Soon he was back in Switzerland, and by 1606 in Frankfurt, earning his living by preparing and correcting books for the press. In 1611, he was appointed councillor at the court of Saxe-Weimar, and in 1615 he entered the service of Graf Ernst von Schaumburg at Buckeburg. In 1624, he was forced by developments in the Thirty Years War to retire to Bremen; there in 1625, he deposited his library in that of the town, he himself returning to Frankfurt. In 1627, he became councillor to Emperor Ferdinand II and to the archbishop-elector of Trier, and in 1633 passed to the service of the landgrave of Hesse-Darmstadt. He died at Gießen early in 1635.

Publications

His immense industry is shown by the fact that his biographer, Heinrich Christian Senckenberg, gives a list of 65 works published or written by him, some extending to several substantial volumes.
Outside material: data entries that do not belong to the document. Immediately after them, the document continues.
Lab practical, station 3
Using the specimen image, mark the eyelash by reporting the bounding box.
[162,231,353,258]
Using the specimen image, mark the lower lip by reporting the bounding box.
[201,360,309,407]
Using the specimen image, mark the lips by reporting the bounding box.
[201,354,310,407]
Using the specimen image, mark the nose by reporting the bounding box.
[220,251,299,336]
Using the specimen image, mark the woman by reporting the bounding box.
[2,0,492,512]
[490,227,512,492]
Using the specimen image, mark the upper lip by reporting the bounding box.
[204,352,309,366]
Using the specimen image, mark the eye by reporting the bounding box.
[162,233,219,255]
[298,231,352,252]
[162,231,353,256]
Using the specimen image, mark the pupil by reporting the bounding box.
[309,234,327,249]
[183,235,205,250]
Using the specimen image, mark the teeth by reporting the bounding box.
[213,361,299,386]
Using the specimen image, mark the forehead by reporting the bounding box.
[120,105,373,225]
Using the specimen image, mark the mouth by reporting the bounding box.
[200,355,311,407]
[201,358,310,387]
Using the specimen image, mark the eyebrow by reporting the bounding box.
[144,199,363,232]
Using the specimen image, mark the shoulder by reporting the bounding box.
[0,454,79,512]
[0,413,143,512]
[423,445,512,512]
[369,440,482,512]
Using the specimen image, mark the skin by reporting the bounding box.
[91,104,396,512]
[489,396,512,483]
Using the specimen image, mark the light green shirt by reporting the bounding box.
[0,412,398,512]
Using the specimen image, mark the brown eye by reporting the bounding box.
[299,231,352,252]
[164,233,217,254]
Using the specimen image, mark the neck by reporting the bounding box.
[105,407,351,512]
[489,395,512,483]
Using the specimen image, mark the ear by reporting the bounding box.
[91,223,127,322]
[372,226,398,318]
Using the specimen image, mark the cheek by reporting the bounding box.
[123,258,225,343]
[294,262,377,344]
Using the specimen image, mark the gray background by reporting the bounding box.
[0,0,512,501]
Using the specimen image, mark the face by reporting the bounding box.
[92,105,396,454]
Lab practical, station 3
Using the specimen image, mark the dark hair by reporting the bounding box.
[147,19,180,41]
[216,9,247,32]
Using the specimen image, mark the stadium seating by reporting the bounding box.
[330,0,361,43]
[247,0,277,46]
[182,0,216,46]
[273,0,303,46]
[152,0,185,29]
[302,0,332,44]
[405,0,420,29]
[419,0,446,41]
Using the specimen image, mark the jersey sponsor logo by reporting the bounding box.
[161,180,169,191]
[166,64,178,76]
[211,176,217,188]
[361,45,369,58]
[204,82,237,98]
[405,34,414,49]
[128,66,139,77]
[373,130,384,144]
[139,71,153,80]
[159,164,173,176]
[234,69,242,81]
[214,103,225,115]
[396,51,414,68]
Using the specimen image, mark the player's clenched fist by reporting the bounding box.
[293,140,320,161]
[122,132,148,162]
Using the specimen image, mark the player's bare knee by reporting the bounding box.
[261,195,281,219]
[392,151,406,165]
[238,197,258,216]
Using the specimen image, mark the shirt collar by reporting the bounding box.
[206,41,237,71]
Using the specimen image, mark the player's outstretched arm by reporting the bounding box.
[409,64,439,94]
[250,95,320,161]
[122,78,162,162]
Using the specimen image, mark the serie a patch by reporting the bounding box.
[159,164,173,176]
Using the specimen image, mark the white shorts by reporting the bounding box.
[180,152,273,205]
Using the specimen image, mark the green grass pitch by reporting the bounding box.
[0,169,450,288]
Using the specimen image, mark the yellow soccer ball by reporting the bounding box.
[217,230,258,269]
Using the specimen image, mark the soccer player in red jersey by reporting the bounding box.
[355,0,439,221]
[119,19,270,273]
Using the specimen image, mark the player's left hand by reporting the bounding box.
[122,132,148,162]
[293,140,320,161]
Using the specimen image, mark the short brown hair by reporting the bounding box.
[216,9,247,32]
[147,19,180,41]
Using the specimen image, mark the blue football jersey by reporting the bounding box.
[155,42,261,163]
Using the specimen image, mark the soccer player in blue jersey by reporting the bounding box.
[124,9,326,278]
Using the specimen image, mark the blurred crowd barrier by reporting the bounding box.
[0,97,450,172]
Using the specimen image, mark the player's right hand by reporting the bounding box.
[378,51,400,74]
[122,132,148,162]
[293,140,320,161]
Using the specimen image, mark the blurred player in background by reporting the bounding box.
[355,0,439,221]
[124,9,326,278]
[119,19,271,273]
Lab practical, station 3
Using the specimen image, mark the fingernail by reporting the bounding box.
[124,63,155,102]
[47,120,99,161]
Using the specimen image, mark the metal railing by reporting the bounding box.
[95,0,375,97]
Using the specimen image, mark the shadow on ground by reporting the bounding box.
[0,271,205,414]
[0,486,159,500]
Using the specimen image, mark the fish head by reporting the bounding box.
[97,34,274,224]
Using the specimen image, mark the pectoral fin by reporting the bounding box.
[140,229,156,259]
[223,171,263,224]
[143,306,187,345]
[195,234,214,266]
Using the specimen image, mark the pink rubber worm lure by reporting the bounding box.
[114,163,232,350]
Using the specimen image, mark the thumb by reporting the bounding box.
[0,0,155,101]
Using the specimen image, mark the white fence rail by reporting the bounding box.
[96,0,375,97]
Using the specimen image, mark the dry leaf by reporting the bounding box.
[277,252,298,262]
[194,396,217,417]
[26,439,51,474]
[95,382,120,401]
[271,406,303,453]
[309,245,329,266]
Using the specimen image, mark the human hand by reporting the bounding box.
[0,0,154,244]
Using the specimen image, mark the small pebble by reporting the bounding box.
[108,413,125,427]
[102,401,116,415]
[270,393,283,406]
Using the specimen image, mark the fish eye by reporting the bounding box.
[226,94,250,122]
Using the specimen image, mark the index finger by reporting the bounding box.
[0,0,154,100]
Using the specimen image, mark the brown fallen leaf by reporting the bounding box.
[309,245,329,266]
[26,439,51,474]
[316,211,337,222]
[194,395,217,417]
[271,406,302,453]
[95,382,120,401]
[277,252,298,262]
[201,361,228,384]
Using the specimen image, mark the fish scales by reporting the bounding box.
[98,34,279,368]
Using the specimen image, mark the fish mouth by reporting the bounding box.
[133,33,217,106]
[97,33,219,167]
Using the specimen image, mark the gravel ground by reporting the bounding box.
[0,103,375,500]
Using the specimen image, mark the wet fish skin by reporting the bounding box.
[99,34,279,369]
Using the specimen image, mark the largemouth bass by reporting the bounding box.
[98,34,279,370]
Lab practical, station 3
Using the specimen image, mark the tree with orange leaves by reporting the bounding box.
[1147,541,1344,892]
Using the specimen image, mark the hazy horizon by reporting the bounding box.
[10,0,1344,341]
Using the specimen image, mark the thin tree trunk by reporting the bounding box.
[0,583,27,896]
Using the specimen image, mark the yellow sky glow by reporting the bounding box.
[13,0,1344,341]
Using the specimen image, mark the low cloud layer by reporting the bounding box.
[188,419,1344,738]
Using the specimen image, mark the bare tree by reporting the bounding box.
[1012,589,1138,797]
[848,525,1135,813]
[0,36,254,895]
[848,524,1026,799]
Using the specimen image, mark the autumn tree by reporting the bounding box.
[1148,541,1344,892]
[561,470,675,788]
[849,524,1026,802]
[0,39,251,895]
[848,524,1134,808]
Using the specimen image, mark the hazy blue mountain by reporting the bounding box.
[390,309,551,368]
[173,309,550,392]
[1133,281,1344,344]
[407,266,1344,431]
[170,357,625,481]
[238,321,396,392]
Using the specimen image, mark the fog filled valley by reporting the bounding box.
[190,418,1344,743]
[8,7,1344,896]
Among the more important are his Paraeneticorum veterum pars i., which contained the old German tales of Kunig Tyrol von Schotten, the Winsbeke and the Winsbekin; Suevicarum rerum scriptores ; Rerum Alamannicarum scriptores ; Constitutiones imperiales ; Monarchia sacri Romani imperii ; and Commentarii de regni Bohemiae juribus. He also edited Jacques Auguste de Thou's Historia sui temporis and the works of Willibald Pirckheimer.
In 1688, a volume of letters addressed to him by his learned friends was published.
He is generally considered to be the forger of the Soranian Letters, supposedly the correspondence between Antony, Cleopatra, and the physician Soranus.